There's got to be a couple good ones. We used to do a prank call feature called "The Birthday Call." One day we called a woman and I said I was a bill collector looking for money. Well, it was a bogus bill and naturally she got mad. Shortly after, she started speaking in tongues. The sounds were pretty chilling -- almost demonic. The call became popular that week. We played back and I put it on a DAT (it was '90s) to preserve for history. Well, every other piece of audio I put on tape was there except that call. I wish I had it. As for remotes, we did a "Big Ole Butt" contest for LL Cool J tickets...nuf said.
5. When is your hardcore rap album hitting shelves? You are working on one, right?

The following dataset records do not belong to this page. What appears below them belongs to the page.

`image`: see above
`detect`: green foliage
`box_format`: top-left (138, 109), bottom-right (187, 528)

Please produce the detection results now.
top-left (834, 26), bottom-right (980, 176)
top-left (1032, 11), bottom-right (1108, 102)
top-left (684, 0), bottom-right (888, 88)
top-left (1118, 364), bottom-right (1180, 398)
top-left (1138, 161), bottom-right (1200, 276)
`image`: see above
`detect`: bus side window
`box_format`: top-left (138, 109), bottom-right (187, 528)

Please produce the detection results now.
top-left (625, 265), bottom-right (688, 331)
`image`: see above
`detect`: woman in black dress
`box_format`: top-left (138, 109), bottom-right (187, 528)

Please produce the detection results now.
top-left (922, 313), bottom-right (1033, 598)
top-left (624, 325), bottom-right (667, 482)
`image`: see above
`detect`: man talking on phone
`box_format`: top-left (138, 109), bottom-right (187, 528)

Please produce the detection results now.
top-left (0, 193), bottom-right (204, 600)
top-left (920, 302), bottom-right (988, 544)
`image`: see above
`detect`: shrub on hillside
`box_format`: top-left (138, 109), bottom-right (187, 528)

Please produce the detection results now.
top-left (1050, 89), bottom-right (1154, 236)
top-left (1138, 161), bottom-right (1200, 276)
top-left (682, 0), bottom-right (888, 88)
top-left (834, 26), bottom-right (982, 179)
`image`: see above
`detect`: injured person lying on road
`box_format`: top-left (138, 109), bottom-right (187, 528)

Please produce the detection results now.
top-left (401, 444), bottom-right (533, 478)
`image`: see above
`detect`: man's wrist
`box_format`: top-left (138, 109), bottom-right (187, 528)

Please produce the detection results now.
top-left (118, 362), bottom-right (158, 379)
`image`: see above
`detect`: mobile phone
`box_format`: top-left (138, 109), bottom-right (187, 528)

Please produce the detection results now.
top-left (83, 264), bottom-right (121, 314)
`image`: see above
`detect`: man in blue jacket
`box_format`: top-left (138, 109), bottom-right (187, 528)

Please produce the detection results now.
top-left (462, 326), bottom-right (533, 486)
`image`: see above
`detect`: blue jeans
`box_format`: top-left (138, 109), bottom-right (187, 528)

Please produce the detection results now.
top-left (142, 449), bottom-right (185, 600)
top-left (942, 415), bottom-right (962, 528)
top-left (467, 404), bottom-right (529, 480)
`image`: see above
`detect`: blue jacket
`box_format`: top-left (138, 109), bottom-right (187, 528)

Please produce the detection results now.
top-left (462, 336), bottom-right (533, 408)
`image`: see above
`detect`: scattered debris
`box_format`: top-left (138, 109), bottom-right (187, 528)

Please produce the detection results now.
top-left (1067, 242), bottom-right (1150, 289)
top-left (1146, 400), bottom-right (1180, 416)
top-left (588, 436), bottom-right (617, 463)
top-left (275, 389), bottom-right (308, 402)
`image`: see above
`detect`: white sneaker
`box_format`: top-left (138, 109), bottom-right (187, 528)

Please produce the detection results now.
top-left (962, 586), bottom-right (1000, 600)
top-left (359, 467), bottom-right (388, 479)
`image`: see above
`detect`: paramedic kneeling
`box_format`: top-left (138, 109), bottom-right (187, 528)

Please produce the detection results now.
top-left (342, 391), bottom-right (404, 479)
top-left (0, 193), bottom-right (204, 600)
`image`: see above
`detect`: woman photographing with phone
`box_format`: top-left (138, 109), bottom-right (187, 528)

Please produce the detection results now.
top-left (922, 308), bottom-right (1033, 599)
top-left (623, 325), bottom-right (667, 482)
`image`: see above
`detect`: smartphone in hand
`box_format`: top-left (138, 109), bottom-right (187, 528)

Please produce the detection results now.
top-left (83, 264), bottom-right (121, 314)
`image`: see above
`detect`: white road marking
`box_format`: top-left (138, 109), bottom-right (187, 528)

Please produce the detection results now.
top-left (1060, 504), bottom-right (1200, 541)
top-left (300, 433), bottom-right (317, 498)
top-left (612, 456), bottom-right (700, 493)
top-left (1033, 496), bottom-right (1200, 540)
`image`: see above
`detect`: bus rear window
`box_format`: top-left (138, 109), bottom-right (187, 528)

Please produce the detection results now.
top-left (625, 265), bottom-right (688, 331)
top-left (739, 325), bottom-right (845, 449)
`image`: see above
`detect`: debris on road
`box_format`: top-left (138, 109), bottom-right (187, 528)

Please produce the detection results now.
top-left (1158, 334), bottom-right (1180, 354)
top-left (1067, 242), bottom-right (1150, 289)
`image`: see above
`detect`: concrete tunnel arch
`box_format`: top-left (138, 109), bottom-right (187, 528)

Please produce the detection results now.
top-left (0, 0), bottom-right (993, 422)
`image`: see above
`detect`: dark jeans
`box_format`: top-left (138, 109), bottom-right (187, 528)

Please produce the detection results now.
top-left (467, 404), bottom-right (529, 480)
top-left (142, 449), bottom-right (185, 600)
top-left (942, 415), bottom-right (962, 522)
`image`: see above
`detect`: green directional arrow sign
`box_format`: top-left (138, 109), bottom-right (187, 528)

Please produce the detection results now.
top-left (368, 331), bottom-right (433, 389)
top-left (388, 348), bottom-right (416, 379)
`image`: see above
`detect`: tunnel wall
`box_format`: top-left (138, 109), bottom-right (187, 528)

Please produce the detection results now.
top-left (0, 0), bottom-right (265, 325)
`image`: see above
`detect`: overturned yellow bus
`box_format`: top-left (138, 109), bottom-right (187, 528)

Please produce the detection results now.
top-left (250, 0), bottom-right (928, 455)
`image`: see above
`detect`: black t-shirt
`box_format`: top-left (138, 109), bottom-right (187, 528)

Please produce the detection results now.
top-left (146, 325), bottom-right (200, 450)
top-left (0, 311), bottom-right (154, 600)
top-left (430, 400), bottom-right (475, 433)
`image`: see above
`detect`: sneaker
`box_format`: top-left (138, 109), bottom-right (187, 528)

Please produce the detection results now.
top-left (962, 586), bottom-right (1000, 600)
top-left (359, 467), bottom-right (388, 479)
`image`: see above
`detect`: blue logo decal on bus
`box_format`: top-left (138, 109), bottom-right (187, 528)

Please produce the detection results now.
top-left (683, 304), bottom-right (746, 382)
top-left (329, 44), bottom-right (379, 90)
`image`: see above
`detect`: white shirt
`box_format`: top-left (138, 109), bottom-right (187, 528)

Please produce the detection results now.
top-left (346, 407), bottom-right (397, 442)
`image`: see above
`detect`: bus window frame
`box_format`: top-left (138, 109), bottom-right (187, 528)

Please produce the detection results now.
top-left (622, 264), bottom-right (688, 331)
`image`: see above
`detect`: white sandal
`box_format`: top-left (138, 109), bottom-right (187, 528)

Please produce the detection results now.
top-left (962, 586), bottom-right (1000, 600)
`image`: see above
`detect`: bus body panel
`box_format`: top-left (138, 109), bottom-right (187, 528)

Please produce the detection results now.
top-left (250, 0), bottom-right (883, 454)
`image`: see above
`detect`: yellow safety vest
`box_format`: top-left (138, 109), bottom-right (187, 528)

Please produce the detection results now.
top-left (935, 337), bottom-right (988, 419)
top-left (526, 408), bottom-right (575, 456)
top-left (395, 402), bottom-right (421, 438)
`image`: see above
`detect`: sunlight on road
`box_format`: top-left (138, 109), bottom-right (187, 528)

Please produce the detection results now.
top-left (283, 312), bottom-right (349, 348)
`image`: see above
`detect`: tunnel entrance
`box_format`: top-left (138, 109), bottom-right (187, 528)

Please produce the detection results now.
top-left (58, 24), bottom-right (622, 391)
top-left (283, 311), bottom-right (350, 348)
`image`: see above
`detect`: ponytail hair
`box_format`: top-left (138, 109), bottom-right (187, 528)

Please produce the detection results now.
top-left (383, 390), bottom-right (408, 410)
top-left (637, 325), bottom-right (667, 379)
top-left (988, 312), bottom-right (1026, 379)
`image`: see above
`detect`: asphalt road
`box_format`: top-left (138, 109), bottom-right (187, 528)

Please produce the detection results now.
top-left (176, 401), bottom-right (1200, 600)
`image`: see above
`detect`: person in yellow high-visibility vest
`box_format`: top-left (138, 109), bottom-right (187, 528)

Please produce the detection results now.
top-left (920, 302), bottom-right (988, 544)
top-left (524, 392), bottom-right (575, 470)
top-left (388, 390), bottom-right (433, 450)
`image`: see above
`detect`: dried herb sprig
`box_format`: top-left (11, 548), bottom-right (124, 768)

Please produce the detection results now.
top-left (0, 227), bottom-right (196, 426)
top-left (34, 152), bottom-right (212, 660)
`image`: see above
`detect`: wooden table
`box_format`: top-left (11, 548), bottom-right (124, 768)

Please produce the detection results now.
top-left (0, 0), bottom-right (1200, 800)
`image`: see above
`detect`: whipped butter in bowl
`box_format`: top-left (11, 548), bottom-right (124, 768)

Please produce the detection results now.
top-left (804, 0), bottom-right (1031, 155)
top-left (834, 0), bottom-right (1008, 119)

Yes, my suburban rap group, The Atascocita Thugz, are looking to follow up their last album, The United States of Atascocita (which featured the hits "Blame It On Hip-Hop" and "Put My D on Your Phone"), with an even more gritty depiction of the street life in the streets of Atascocita...tentatively titled Straight Up the Big A. We are also doing an album of hardcore songs to celebrate holidays, titled Song to F up Every Occasion (featuring "Thugsgiving"). I'm hoping to reach out to Beanz n' Kornbread, Z-ro and Kirko Bangz to collaborate...or maybe at least J Mac.